In July, a fractured Supreme Court issued four separate rulings in Morse v. Frederick, the case involving a high school student who was suspended after standing on a public sidewalk in Juneau, Alaska, displaying a banner that read “Bong Hits 4 Jesus.” (See CN#104.) The result is a narrow but disturbing loss for First Amendment advocates, who are left to wonder how it might be interpreted and applied in the future.

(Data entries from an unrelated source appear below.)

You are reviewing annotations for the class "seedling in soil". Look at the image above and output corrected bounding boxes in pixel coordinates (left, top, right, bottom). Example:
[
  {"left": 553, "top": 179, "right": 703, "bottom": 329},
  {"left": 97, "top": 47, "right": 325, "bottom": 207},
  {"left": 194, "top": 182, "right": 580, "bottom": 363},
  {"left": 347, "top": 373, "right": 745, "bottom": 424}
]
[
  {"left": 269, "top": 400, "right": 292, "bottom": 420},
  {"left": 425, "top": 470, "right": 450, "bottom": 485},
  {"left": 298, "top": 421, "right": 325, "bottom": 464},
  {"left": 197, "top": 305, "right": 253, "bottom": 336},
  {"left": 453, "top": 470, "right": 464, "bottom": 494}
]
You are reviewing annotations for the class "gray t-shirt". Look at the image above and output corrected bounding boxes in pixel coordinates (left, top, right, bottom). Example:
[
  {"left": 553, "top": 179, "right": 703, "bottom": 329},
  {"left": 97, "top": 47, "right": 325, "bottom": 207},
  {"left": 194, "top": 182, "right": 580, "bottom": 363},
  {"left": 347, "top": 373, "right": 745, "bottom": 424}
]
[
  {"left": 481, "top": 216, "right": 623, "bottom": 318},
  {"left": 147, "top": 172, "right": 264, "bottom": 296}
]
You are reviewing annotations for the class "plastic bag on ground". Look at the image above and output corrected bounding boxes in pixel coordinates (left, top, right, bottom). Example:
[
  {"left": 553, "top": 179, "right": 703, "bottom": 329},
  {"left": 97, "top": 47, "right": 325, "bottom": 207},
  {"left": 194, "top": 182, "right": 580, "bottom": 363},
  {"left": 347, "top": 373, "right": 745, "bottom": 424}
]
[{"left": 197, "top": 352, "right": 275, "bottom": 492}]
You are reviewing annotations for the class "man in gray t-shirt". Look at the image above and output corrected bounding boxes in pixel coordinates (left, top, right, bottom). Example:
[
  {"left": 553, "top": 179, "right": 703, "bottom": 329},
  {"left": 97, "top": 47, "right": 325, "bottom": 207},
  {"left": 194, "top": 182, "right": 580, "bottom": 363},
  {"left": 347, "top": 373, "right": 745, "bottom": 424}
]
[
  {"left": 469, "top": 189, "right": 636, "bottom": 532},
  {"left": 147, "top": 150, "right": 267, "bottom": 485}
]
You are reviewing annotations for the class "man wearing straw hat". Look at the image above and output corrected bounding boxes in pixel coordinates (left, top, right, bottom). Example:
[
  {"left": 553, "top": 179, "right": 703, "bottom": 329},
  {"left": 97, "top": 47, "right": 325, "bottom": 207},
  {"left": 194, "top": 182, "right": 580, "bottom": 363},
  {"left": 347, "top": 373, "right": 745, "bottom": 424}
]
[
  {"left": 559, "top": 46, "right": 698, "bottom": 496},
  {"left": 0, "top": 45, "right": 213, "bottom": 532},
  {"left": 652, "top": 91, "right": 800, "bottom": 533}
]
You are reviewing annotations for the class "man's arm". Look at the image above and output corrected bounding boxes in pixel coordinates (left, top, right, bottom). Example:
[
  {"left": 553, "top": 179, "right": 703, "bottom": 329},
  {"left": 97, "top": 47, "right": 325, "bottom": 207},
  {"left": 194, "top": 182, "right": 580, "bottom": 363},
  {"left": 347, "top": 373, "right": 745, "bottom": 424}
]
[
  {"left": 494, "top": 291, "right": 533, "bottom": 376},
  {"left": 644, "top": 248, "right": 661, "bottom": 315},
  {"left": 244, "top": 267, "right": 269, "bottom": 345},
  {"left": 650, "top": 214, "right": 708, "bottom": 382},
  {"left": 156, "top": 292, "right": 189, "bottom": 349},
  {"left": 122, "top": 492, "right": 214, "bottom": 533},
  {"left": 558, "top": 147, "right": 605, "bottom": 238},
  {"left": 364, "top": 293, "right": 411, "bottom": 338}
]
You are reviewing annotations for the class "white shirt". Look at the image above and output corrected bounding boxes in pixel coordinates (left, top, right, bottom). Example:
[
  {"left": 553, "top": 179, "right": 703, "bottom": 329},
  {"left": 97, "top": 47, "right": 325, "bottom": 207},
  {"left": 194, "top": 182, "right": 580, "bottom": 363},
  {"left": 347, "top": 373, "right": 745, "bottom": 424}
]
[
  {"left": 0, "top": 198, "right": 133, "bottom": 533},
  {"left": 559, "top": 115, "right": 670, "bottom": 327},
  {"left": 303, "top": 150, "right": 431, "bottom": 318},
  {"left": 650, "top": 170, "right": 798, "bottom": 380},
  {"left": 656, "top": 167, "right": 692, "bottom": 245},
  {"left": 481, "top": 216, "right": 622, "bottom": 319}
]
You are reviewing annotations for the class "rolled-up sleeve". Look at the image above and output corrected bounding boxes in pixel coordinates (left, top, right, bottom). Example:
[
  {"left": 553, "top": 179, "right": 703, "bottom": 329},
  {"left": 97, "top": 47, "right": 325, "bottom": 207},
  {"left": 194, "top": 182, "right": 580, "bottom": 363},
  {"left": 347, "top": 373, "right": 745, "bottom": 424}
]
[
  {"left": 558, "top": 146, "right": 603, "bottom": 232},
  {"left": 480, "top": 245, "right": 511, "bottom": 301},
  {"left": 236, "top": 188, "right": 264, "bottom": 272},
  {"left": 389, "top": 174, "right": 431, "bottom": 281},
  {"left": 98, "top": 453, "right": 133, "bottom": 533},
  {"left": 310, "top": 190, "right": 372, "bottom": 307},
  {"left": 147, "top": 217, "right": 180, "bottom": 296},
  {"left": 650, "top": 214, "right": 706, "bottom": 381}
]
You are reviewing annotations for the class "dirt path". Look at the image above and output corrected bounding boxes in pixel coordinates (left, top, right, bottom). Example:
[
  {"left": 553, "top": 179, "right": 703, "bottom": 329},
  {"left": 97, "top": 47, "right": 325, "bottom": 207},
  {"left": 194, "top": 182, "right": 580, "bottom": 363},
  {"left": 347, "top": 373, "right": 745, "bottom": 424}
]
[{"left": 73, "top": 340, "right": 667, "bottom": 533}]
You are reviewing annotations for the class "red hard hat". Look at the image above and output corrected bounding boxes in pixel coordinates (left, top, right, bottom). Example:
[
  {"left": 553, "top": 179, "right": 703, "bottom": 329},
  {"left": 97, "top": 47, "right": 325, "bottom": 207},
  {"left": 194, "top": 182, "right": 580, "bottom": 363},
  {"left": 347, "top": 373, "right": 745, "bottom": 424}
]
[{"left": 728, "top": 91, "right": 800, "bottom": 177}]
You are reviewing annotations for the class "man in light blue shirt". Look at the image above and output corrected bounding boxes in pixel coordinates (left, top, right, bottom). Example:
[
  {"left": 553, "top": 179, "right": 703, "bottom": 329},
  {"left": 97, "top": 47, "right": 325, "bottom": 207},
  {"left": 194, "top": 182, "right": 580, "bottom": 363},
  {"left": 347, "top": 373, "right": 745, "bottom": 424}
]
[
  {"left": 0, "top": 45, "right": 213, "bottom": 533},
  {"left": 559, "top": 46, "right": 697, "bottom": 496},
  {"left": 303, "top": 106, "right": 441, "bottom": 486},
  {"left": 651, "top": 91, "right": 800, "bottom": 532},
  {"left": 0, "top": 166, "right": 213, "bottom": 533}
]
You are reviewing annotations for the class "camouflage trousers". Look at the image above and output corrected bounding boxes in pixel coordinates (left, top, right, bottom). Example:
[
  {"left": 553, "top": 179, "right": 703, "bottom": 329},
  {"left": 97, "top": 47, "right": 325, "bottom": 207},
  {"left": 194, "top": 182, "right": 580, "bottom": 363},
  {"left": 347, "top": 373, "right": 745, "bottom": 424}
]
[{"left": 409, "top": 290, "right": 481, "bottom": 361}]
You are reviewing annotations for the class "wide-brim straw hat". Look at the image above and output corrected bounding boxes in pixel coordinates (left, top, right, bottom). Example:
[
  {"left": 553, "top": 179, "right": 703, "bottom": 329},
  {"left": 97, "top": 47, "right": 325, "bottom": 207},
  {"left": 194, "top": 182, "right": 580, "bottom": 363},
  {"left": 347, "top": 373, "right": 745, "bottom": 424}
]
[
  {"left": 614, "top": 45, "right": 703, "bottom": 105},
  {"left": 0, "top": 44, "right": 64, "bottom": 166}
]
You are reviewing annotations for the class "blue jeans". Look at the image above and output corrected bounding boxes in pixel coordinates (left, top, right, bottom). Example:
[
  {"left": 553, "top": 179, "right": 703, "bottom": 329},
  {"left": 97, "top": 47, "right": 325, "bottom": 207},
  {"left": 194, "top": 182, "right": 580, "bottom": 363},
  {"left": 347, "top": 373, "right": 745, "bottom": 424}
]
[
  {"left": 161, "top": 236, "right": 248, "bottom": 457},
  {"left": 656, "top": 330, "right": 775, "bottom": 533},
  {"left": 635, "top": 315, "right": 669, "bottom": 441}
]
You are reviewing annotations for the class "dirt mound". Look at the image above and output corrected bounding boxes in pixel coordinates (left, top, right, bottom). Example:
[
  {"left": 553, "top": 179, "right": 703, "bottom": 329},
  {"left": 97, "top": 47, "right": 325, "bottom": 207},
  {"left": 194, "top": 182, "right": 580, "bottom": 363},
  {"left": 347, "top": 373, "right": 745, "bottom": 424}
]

The opinion of the Court, written by Chief Justice Roberts, concluded that the event was school-sponsored, and that school officials had a right to restrict Frederick’s speech because of the “compelling interest” in deterring drug use. While conceding that “the message on Frederick’s banner is cryptic” and was “no doubt offensive to some, perhaps amusing to others. To still others, it probably means nothing at all,” the Court nonetheless held that student speech is not protected if it “can reasonably be regarded as encouraging illegal drug use.”

Justices Alito and Kennedy wrote separately to emphasize that the decision should be interpreted narrowly to apply only to advocacy of illegal drug use. According to them, it “provides no support for any restriction of speech that can plausibly be interpreted as commenting on any political or social issue ….” This suggests that Frederick would have won had his banner read “Legalize Bong Hits 4 Jesus.”  Justice Thomas’ opinion, in contrast, does not even mention drugs or Frederick’s message. Instead, he wrote that students have no First Amendment rights in school and that Tinker, the Vietnam-era case holding that students do not "shed their constitutional rights" at the schoolhouse gate, should be overruled.

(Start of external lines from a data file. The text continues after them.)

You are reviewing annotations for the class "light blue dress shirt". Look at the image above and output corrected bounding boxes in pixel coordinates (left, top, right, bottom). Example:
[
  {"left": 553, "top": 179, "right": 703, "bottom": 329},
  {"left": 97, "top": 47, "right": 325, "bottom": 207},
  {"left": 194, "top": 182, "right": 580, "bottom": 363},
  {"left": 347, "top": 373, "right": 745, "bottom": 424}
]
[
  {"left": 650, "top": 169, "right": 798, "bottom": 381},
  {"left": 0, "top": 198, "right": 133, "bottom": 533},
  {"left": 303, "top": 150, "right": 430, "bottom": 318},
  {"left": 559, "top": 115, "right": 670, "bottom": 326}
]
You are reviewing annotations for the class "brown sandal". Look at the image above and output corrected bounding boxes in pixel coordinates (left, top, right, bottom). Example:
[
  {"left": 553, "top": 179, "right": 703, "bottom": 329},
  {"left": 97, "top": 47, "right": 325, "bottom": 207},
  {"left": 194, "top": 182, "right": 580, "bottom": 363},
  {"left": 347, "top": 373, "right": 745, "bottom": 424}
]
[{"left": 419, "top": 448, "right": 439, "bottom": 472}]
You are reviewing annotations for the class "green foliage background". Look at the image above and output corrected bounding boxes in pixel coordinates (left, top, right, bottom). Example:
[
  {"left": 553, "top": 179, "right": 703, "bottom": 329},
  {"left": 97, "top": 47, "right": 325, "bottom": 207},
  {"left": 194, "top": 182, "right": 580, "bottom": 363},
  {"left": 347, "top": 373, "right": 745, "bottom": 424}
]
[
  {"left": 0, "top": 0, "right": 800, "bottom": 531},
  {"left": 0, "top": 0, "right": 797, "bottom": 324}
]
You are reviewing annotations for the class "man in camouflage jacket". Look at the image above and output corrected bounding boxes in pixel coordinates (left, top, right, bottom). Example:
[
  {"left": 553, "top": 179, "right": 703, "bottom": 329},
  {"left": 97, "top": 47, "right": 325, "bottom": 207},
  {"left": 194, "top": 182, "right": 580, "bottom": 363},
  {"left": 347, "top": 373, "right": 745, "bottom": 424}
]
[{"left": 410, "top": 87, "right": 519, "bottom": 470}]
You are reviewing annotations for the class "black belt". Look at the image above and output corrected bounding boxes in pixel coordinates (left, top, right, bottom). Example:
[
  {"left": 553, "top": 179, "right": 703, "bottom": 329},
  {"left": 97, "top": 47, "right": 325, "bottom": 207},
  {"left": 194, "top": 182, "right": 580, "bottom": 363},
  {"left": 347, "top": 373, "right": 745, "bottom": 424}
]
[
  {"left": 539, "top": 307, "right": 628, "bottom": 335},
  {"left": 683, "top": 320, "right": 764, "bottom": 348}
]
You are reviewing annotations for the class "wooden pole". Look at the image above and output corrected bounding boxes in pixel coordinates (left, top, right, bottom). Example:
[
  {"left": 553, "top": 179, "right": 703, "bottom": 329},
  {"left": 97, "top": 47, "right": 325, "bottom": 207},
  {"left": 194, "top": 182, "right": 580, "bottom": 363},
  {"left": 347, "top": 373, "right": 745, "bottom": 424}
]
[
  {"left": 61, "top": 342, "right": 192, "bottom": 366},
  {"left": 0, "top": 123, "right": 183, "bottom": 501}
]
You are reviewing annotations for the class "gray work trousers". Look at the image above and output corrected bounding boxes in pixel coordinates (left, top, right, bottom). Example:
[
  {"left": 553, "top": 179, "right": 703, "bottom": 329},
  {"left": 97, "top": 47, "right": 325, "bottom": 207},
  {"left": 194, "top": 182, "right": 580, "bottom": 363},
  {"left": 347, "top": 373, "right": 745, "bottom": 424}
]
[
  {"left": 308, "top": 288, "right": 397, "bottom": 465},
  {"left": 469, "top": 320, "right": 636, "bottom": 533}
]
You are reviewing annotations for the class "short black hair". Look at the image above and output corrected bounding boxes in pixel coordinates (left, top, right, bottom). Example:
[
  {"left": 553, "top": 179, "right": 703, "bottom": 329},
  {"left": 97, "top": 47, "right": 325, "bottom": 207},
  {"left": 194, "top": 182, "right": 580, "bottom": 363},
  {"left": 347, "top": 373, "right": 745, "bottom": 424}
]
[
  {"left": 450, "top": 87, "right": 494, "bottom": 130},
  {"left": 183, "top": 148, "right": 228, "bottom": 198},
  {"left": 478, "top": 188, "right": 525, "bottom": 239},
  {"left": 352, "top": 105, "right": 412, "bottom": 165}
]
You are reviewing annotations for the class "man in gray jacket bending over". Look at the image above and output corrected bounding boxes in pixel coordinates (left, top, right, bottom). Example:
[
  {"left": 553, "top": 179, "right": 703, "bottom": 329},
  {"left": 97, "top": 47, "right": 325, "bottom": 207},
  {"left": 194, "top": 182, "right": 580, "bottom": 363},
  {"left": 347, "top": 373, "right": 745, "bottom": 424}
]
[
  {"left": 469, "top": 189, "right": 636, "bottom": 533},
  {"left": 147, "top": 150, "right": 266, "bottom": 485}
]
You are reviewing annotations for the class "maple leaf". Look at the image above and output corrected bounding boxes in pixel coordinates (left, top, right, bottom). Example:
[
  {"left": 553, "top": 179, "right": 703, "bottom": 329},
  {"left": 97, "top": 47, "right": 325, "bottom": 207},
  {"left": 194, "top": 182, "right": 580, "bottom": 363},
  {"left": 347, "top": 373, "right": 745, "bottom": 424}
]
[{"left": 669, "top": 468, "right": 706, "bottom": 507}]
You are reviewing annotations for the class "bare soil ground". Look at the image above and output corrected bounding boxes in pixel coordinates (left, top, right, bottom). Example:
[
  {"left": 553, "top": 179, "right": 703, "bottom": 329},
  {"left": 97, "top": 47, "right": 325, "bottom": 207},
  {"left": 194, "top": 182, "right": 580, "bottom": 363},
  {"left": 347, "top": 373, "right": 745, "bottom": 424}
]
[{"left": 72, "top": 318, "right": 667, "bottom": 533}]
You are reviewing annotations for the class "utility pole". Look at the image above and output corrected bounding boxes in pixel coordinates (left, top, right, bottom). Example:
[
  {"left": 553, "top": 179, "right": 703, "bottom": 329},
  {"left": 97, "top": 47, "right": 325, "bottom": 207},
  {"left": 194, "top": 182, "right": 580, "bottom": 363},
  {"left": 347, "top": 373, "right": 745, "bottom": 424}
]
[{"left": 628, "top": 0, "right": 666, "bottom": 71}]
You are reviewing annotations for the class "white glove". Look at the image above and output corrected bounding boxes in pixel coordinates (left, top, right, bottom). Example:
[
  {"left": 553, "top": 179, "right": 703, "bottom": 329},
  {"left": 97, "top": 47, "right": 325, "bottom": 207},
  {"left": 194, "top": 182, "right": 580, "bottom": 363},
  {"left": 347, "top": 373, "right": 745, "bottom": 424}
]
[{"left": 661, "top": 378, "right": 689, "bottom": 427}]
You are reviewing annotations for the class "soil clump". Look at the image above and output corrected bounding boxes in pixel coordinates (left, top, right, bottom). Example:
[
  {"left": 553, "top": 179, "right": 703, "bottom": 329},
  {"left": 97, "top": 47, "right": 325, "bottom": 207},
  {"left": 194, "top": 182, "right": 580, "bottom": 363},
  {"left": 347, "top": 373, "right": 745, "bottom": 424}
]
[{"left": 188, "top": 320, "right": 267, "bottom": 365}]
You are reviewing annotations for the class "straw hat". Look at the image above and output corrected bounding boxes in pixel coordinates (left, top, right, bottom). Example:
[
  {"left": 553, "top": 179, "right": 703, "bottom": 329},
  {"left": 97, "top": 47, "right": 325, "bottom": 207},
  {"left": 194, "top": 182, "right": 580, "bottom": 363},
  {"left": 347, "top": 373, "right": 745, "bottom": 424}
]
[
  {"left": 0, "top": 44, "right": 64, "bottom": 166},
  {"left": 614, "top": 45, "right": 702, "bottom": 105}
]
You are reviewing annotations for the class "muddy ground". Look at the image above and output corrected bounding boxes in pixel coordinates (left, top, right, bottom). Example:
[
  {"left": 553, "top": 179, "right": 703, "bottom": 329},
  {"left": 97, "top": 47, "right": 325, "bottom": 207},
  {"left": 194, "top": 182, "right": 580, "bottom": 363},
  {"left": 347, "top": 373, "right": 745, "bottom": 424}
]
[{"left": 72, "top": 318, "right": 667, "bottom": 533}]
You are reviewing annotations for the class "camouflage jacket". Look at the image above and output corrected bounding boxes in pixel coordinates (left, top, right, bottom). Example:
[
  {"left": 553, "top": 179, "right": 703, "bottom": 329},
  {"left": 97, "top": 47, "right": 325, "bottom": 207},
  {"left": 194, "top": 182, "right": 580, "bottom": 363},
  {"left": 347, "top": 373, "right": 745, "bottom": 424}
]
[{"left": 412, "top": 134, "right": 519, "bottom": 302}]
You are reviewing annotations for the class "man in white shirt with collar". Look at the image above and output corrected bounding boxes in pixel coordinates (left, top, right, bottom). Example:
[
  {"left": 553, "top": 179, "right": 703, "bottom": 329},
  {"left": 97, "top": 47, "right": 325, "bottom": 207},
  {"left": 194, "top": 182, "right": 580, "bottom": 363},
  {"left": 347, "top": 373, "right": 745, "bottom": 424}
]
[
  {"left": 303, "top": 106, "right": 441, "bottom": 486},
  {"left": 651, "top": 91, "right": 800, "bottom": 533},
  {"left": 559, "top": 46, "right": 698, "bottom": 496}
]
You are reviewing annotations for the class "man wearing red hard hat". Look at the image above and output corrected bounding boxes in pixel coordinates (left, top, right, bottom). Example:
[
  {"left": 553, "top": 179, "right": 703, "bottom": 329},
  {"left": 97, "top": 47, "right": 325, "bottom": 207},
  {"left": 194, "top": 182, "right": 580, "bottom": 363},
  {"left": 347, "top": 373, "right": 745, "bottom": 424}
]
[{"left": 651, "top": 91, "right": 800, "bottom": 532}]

In a dissenting opinion, Justice Stevens noted, “It is one thing to restrict speech that advocates drug use. It is another thing entirely to prohibit an obscure message with a drug theme that a third party subjectively—and not very reasonably—thinks is tantamount to express advocacy.”

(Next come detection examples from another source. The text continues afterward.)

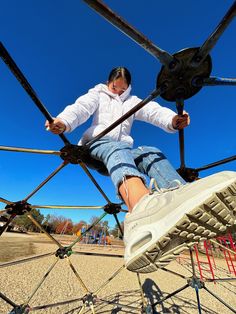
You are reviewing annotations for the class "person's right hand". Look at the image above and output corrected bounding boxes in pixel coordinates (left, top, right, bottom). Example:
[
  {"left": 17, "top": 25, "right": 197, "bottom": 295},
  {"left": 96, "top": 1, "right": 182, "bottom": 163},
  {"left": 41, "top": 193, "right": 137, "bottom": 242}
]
[{"left": 45, "top": 118, "right": 66, "bottom": 134}]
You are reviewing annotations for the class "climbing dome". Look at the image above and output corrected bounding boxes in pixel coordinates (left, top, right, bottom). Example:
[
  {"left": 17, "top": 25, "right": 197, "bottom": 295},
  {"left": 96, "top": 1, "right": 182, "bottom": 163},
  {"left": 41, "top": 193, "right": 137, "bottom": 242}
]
[{"left": 0, "top": 0, "right": 236, "bottom": 314}]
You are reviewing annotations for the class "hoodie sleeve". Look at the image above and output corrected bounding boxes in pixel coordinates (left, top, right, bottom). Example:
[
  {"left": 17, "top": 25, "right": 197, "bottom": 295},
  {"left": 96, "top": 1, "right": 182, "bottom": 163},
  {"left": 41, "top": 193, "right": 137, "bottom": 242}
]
[
  {"left": 57, "top": 87, "right": 99, "bottom": 132},
  {"left": 135, "top": 97, "right": 176, "bottom": 133}
]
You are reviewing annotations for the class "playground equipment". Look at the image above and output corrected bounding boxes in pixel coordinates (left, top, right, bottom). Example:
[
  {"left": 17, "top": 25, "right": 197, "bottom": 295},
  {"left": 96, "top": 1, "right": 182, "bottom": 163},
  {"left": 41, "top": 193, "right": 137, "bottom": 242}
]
[{"left": 0, "top": 0, "right": 236, "bottom": 314}]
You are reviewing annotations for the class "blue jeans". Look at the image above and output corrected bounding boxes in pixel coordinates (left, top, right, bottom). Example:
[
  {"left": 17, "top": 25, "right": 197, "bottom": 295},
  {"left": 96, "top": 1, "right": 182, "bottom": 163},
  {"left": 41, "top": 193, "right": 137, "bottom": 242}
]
[{"left": 89, "top": 137, "right": 186, "bottom": 195}]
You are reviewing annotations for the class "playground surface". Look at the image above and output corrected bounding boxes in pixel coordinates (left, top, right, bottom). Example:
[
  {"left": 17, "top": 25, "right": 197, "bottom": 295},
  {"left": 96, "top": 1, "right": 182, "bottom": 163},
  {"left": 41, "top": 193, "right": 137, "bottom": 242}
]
[{"left": 0, "top": 233, "right": 236, "bottom": 314}]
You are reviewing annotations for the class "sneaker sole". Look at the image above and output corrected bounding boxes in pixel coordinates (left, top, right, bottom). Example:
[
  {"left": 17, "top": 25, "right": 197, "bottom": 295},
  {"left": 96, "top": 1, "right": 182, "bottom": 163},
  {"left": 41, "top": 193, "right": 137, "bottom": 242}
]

Stevens scoffed at the Court’s acceptance of the principal’s view—despite Frederick’s own disavowal—that the banner’s message represented advocacy of illegal drug use, and that it posed a genuine threat to impressionable students. He pointed out that the Court has typically required much stronger evidence of the likelihood of actual harm before scaling back First Amendment rights. “That the Court believes such a silly message can be proscribed as advocacy underscores the novelty of its position, and suggests that the principle it articulates has no stopping point.

It is precisely the subjective way that any mention of illicit conduct might be interpreted as "advocacy" that is the most disturbing element in this case. As the Alito and Kennedy opinion emphasizes, schools have the discretion to regulate speech that disrupts the classroom, but the open discussion of controversial social and political matters is key to the educational process, and must be protected. We hope educators respect this principle when deciding whether student expression is a direct incitement to breaking the law or simply states a position or questions current policy.